As a child one of my favorite shows on television was the Cosby Show. It represented so many ideologies I wanted to have in my own family. Their family had all the nuances which seemed to be necessary for a healthy happy family. This isn't a post about the infamous and beloved fictitious family from the '80s but rather how their storyline breed hope about the possibilities. Yes we often saw ourselves in the roles of either member of the family however life's reality would reel us back into where we lived daily far, far, far from the melodies, and teachable moments in the Brooklyn Brownstone.
In a home full of love and siblings, I admired the strength it took my mother to raise us to be true to our individualities as we maintained interconnectedness. She'd say "I have some of worst best children ever." When I became an adult she told me this meant although she'd encouraged our own divine pathways it was tough on her being all we needed her to be all the time. She did it so well with a smile on face and prayer on her tongue.
When I became a parent I wanted to emulate my mother. This was the best way to pay homage and honor all her sacrifices for us. I worked hard to not repeat mistakes she beckoned me not too. But there was one thing I repeated and it wouldn't fall up under failure but rather success albeit bittersweet. My mother had gifted me with the liberated freedom to fly free and soar high. Even though it frightened her she still encouraged me to chase after my dreams and fight for my goals knowing they would take me from home, very, very, far from home. I’ve spent most of my adulthood living away from my mother. I was maturing as an adult and parent in the earshot of her voice but far from her loving hugs.
In a series of unplanned and many unfortunate incidents I found myself back in the town I’d prayed so hard to get far and stay away from. Truthfully I came back kicking, screaming, and crying. But this space was exactly what my children needed to transition from childhood to young adulthood.
In a scene from our beloved fictitious ‘80s family the second oldest daughter returned home with a child who was preparing for the first day of preschool. This young new mother was explaining to the matriarch of the family how she was worried about her daughter’s first day of preschool. The somber scene is quickly interrupted with her daughter dashing down the stairs rushing quickly to the front door to eagerly exit for her big first day of preschool. Her mother is floored by her daughter’s exuberance all while coming to the conclusion this is just of one many fleeting moments to come.
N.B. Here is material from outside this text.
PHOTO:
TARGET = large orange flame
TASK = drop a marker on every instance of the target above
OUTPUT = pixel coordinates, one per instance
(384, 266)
I felt this mother’s grasp on a changing tapestry she had no control over. Even as the things we do daily are woven into it as it becomes a beautiful crafted art piece for others to admire. We still breathe deeply as the patterns we’re familiar with change.
Paraphrasing one of my favorite artist “I hated moving but I had to go” in his song Nemo Money pens a beautiful love letter to his mother and sisters titled Postcard. The song tells how he hated leaving but leaving was the only way to chase his dreams.
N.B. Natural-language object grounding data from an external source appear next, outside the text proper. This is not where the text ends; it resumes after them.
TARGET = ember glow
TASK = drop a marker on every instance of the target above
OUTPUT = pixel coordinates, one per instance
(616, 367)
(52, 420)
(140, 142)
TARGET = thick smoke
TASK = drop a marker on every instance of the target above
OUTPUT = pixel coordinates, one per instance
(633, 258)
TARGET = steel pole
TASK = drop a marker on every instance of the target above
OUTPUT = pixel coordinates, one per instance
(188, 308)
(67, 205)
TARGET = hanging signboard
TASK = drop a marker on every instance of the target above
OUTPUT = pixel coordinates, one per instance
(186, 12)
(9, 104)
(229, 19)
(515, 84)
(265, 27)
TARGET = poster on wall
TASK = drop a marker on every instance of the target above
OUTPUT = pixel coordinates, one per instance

Today I dropped off my Princess at her dormitory to begin her spring semester. You’d think this would not be such a big deal to me since I have been taking she and her siblings most of their lives to some big away from home experience. However, it was and it made me more emotional than I expected especially as this is not her first semester in college. Why was the question I kept asking myself? Much like the young new mother from the television show I was preparing for thing and life has constantly giving signals and preparing me for something totally different.
Today I wrote this about dropping off my princess: My heart fluttered a little but as I felt the bird squirming in my hands I knew I could no longer hold on to it... it was time to let it go. It was time to let it fly. AND!! Just like that I opened my hands watching the bird leap into the air and begin to flap its wings as it flew away. I watched to see if it would turn around to look back but it didn't. But at least I got to see it land safely into its new nest.
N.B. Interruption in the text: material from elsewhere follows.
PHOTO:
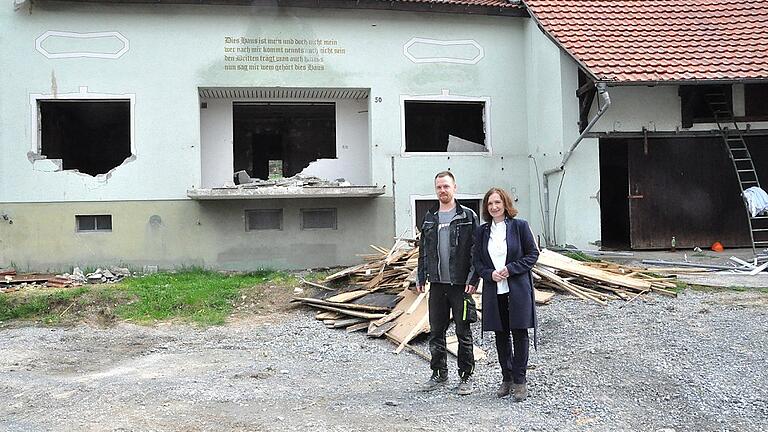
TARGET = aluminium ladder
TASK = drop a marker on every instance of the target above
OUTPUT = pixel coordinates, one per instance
(733, 139)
I took my other child with me to drop off her sister. I needed the moral support. I pulled onto the parking as I have many times before but this time I felt a lump in my throat and tears welling in my eyes. I grabbed her and her sister’s hands and I begin to cry as I prayed over her exit from my vehicle to embark upon a new branch in her tree of life. She exited my vehicle and we drove off. When we pulled back up in front of our home I asked my youngest child aren’t you sad like mama? She replied, “No mama, she’s been trying to do this for a while now.” “I hated leaving but I had to go but when I come back I am make our lives magical and if I don’t at least I put on a show, I am be the man.” My son aka Nemo Money taught me the value in growing with your children even when it hurts to see them go.